ARB Middleware — Agent Self-Reporting Receipts¶
This document is the deep-dive reference for ARB (Agent Self-Reporting), the QA middleware layer that wraps real verification steps (lint, type check, tests, coverage, docs build) and emits structured JSON receipts used as attestation evidence.
The binding rules — the em-dash enrichment pattern, the canonical-invocations
table, lane behavior (Lite warn / Heavy fail-closed), and the worked example —
live in AGENTS.md § Attestation. Read that section first; this file expands
the middleware surface the rules depend on.

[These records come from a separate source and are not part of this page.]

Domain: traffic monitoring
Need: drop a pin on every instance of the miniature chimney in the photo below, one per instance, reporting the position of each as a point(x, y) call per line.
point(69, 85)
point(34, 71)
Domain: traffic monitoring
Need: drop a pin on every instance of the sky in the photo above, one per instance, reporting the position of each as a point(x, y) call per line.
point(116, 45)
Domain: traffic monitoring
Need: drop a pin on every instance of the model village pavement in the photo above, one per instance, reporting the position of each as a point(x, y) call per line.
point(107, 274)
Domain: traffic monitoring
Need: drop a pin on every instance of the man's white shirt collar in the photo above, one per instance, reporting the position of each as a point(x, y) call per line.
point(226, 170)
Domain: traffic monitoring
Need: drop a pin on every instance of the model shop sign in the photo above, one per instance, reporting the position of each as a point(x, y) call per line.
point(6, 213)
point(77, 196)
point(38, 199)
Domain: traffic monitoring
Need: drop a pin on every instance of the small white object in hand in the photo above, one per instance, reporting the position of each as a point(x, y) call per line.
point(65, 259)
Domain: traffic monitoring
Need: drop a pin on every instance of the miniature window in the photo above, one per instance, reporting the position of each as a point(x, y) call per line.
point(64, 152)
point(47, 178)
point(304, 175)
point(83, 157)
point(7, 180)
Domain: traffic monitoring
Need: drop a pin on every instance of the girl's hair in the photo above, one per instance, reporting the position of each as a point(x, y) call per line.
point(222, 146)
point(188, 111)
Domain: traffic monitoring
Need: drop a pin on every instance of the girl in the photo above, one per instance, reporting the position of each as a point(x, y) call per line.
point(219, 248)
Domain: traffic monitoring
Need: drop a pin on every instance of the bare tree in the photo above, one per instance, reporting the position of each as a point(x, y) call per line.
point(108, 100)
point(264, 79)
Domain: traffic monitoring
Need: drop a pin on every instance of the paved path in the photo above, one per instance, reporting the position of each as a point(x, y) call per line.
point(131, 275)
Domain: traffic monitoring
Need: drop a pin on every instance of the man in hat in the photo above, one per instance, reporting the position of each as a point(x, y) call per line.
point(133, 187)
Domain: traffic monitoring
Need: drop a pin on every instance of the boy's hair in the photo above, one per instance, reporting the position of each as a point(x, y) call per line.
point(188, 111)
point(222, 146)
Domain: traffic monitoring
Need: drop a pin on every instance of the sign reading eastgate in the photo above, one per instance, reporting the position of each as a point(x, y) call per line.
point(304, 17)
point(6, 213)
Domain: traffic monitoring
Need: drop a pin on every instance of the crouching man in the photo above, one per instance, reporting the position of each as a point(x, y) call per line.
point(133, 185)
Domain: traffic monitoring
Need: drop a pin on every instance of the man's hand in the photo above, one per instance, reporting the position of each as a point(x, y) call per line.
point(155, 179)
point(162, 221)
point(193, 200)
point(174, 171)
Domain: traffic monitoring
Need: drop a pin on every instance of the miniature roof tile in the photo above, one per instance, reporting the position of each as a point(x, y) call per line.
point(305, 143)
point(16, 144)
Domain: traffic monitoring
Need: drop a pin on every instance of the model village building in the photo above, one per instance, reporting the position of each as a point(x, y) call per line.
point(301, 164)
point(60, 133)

Consolidation lineage: .gzkit/rules/attestation-enrichment.md (retired
2026-04-23, ADR-0.0.20 OBPI-03) → AGENTS.md § Attestation (binding) + this
file (deep-dive).
ARB Middleware — Core Concept¶
ARB (Agent Self-Reporting) is a QA middleware layer that wraps real
verification steps (lint, type check, tests, coverage, docs build) and
emits structured JSON receipts. Every claim in the Canonical invocations
table in AGENTS.md § Attestation is a thin wrapper over a real tool;
the receipt is the deterministic evidence artifact.
ARB intercepts QA command execution and records:
- Execution metadata (timestamp, duration, environment)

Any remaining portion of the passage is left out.